Being a yogi to me is not about how well I can do a headstand(not very well) or a hand stand(only against a wall!) but more about how it makes me feel when I show up to the mat and at least try. The simple act of attending classes, workshops and trainings gives me the knowledge I’ve been thirsting for as well as the courage I need to learn and grow even more.
I still remember one of my earlier experiences with yoga. After purchasing a groupon deal I arrived at the studio to find that half of the city also purchased the same deal and decided to attend the same class! The room was ridiculously crowded and I remember being pretty grossed out when the dude next to me was sweating on my mat! Everything seemed too hard or out of reach for me physically. Then when the teacher demo’d some of her amazing arm balances and crazy body contortions I felt a weird combination of alienation and inspiration. While I knew I was nowhere close to looking like that, I also knew that I wanted to be strong. I wanted to be able to do that, too.

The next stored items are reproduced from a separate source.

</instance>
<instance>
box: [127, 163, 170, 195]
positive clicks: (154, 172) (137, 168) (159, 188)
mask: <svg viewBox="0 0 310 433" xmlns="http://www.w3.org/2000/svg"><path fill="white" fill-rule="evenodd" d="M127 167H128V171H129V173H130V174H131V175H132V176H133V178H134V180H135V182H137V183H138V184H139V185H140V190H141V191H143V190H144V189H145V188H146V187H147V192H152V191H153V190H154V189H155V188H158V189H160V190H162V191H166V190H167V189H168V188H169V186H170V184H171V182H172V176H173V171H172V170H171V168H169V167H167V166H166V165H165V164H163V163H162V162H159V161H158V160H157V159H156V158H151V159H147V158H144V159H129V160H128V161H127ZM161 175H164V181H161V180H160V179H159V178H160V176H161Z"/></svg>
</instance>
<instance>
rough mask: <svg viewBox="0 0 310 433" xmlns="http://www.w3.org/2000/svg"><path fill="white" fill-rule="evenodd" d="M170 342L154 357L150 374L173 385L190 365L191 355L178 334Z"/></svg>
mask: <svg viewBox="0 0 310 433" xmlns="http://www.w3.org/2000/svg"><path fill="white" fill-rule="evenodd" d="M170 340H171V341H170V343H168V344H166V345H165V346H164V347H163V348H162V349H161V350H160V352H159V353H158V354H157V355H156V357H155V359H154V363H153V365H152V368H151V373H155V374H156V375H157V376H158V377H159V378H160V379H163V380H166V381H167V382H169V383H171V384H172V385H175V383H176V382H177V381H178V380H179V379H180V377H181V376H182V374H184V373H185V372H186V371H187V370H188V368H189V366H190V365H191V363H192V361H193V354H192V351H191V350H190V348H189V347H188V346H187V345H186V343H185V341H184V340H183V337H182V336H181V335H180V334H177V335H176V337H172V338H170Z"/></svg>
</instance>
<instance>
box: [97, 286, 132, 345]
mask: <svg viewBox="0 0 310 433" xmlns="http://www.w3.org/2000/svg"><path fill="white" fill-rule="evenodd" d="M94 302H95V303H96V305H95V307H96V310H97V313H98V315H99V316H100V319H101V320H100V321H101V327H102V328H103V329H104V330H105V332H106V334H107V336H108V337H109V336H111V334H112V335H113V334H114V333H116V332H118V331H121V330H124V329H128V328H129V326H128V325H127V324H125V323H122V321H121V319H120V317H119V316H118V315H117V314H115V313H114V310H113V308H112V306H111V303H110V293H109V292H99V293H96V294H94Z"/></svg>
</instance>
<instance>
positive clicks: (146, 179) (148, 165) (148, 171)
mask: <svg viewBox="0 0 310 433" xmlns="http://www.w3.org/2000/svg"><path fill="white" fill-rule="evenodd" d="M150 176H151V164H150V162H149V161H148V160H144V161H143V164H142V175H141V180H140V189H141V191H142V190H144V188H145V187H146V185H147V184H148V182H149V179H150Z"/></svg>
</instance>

Since then, I’ve found a couple other studios that were more my speed. The teachers are more down to earth and the classes feel more inclusive. After a while I heard about a training that was beginning in September 2013 and I felt in my gut that I should sign up. To really delve deeper into my knowledge of yoga and to study the physical and mental aspects were important to me. Being a part of a community of like-minded people was a huge motivation as well. By signing up for the teacher training I felt like I was showing a commitment to an interest that I would like to steer my life toward.
Some days I think into the future and try to imagine what will be crossing through my mind as an old woman who is approaching the end of life. What will I think most fondly of when I look back on my lifetime and how much of my life will those experiences account for? Then, upon returning to my current circumstances, how much of my current life is spent doing the things that I love and care about? What percentage of my life is spent dedicated to something for which I feel passionate, connected and ON?
Becoming a yogi has led me to ask myself these types of questions and, just as importantly, has provided me with the tools I need to answer them. My search will never be over but the awareness of the search has brought me immeasurable joy. I can hardly wait to see where it takes me and happier than ever to stop and take a deep breath and just be grateful.